George Peregrine finished his
Times
and being a considerate fellow rang the bell and told the butler to take it to Evie. Then he looked at his watch. It was half past ten and at eleven he had an appointment with one of his tenants. He had half an hour to spare.

“I’d better have a look at Evie’s book,” he said to himself.

He took it up with a smile. Evie had a lot of highbrow books in her sitting-room, not the sort of books that interested him, but if they amused her he had no objection to her reading them. He noticed that the volume he now held in his hand contained no more than ninety pages. That was all to the good. He shared Edgar Allan Poe’s opinion that poems should be short.

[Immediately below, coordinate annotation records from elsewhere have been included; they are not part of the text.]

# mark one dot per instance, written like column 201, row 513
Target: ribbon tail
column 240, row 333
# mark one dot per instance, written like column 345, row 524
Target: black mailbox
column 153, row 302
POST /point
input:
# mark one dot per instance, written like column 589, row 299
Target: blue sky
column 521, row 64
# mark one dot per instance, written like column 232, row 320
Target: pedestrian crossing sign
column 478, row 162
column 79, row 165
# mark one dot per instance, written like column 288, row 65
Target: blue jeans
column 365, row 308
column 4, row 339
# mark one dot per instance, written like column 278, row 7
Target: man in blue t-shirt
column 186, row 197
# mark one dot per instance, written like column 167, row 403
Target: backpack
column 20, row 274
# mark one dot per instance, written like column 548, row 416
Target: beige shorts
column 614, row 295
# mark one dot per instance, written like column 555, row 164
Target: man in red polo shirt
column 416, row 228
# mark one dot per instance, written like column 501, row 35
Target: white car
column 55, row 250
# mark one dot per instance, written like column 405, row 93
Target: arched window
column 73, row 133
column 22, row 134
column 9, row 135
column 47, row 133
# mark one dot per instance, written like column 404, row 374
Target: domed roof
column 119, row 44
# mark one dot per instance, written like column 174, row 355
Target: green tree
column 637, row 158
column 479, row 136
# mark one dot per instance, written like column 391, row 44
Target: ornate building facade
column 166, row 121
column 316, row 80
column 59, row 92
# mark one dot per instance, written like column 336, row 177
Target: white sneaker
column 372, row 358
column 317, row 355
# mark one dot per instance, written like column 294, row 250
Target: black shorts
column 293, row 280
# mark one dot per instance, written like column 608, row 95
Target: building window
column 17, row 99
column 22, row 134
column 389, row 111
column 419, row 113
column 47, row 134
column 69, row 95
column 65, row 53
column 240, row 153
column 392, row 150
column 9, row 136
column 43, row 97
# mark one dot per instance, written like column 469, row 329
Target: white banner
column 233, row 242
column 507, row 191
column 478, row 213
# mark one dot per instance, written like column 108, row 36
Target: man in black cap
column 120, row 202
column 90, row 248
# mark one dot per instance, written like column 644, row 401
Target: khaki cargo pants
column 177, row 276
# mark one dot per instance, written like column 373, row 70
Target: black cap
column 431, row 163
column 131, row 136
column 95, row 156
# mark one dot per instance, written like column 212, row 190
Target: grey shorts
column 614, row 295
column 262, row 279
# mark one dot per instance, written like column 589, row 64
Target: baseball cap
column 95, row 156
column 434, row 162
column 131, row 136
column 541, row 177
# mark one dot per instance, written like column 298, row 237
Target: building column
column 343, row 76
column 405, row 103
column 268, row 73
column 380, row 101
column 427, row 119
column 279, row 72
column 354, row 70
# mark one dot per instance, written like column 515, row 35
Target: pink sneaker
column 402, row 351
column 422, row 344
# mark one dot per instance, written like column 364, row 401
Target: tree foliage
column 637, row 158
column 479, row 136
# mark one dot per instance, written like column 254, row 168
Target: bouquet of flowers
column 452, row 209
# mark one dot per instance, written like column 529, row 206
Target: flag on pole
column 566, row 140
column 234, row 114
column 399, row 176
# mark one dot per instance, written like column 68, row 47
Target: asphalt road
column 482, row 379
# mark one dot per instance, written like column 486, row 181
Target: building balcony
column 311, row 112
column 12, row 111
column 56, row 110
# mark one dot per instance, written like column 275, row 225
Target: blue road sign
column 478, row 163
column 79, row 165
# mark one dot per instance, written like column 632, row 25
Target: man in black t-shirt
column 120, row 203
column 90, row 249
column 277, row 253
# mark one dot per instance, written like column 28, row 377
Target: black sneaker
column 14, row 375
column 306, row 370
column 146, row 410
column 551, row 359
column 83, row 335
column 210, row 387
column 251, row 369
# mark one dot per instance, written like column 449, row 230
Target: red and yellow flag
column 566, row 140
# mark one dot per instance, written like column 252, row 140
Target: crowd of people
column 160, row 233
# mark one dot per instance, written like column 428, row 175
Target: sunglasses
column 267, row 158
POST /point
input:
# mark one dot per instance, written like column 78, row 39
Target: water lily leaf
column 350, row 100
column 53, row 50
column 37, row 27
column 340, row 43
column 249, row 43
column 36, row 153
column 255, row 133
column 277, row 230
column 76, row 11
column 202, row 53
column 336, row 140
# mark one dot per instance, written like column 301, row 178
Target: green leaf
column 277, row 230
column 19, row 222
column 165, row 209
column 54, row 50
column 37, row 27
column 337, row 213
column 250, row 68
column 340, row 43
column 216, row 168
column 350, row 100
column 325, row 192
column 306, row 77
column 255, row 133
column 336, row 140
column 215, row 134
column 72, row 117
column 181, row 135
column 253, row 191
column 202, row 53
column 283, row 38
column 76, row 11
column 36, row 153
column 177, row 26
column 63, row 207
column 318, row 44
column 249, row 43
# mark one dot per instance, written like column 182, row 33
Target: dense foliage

But as he turned the pages he noticed that several of Evie’s had long lines of irregular length and didn’t rhyme. He didn’t like that. At his first school, when he was a little boy, he remembered learning a poem that began:
The boy stood on the burning deck,
and later, at Eton, one that started:
Ruin seize thee, ruthless king
; and then there was
Henry V;
they’d had to take that, one half. He stared at Evie’s pages with consternation.